Chief information officers on temporary visas are among those set to benefit from tweaks to Australia’s skilled migration regime. Under changes announced by the government on Friday, CIOs will now be eligible for four-year visas.
The government has shifted IT chiefs into Medium and Long-term Strategic Skills List (MLTSSL) from Short-term Skilled Occupation List (STSOL). Individuals on the strategic skills list can obtain four-year visas, while those on the second can only apply for two-year visas.
The government in April revealed its plans to upend the 457 visa regime — a move that drew mixed responses from the IT industry and local ICT pros.
Under the skills list unveiled earlier in the year, CIOs would have been eligible only for two-year visas.
Other occupations that have also been moved from the STSOL to the MLTSSL include ICT security specialist, multimedia specialist and software and applications programmers.
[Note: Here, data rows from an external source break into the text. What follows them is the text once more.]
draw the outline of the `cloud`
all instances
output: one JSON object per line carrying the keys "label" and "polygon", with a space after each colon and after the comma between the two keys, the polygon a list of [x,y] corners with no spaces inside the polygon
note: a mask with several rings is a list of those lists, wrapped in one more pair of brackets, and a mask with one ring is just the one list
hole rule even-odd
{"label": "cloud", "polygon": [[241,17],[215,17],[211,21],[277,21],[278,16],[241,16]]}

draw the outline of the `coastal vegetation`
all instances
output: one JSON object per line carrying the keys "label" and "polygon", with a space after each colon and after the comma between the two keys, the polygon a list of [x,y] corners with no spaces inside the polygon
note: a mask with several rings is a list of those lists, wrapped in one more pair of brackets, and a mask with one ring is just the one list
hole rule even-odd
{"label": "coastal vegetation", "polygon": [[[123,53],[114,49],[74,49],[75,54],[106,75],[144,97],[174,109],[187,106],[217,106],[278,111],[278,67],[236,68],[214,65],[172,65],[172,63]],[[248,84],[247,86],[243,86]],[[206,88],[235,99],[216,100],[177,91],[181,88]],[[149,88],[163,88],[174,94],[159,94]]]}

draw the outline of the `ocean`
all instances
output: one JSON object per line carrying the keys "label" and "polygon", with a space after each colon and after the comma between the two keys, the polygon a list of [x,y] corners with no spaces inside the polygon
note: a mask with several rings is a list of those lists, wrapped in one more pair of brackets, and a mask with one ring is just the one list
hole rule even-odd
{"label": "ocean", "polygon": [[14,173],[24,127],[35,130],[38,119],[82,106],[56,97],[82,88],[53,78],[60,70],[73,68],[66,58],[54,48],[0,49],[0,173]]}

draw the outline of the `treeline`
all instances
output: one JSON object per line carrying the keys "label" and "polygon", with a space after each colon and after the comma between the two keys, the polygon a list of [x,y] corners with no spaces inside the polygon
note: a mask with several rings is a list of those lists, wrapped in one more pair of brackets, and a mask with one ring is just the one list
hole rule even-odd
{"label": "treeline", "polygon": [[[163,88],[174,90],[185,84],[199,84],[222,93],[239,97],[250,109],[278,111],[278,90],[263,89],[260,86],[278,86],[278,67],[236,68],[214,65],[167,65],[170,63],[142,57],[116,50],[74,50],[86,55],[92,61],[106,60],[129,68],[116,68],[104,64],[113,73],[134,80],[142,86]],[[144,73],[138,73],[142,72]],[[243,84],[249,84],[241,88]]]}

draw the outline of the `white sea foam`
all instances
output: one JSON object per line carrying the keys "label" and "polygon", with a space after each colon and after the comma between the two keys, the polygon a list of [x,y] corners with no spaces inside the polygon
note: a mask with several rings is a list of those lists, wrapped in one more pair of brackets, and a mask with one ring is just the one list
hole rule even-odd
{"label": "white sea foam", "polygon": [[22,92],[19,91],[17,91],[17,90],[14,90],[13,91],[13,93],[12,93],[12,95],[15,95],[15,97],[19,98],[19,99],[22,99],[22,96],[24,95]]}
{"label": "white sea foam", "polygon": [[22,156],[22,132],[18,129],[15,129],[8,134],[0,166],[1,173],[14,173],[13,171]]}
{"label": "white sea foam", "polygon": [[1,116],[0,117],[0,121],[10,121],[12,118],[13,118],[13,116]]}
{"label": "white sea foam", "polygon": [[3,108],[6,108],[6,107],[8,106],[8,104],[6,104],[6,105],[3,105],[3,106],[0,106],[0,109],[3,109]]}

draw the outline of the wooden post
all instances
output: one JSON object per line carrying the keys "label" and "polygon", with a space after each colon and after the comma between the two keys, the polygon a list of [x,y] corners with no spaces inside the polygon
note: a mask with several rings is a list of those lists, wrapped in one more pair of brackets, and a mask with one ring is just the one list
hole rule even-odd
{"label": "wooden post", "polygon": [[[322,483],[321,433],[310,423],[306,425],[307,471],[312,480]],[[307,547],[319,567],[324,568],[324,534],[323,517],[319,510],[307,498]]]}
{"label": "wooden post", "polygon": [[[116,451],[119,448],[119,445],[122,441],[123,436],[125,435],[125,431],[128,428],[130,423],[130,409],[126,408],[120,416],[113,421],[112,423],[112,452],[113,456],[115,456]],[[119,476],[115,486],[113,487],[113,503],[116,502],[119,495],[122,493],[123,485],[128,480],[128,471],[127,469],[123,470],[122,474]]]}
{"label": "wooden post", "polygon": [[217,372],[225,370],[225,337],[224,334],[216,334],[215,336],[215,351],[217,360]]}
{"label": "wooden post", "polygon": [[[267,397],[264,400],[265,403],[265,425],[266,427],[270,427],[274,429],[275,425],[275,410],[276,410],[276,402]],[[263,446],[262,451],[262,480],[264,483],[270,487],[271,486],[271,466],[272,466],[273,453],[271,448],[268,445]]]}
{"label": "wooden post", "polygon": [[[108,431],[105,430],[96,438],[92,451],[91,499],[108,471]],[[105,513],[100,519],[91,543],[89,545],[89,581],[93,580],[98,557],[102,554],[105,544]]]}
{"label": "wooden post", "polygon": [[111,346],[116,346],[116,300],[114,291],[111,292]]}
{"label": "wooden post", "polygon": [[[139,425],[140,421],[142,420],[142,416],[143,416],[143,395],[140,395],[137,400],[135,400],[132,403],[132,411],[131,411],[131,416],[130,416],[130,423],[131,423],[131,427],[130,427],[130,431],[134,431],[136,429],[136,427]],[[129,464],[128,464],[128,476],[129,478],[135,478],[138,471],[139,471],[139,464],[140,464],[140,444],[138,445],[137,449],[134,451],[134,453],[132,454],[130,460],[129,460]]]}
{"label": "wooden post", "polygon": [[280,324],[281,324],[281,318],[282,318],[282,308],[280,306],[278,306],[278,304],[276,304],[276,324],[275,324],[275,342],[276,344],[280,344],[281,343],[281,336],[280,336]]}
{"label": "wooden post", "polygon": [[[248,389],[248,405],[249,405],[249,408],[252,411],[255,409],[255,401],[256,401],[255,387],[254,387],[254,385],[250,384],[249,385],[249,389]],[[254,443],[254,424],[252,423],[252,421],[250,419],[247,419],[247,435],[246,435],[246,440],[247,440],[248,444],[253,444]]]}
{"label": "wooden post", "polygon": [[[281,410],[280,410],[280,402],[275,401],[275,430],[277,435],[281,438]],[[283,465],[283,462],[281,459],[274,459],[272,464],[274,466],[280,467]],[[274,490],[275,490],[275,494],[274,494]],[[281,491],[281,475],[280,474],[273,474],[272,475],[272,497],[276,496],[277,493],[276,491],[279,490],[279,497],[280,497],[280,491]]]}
ICT-linked occupations that remain on the MLTSSL include analyst programmer; computer network and systems engineer; developer programmer; ICT business analyst; software engineer; systems analyst; telecommunications engineer; telecommunications field engineer; telecommunications network engineer; and telecommunications technical officer or technologist.
Telecommunications network planner has been removed from the list (and not been added to the short-term visa list).
In addition to those roles, short-term visas are available for cabler (data and telecommunications); database administrator; hardware technician; ICT account manager; ICT business development manager; ICT customer support officer; ICT managers; ICT project manager; ICT quality assurance engineer; ICT sales representative; ICT support engineer; ICT systems test engineer; ICT trainer; network administrator; network analyst; software tester; systems administrator; telecommunications linesworker; web administrator; and web designer.
ICT support and test engineers, ICT systems test engineer, and web developer have been added to the two-year visa list.
The government has said it will update the lists on a six-monthly basis.
“The government recognises the importance of enabling Australian businesses to tap into global talent to remain internationally competitive and support a strong national science and innovation agenda,” immigration minister Peter Dutton said.
“The occupation lists are designed to be dynamic. Revisions to the occupation lists are just one element of the government's reforms strengthening the integrity of Australia’s employer sponsored skilled migration programs and raising the productivity of skilled migrants.”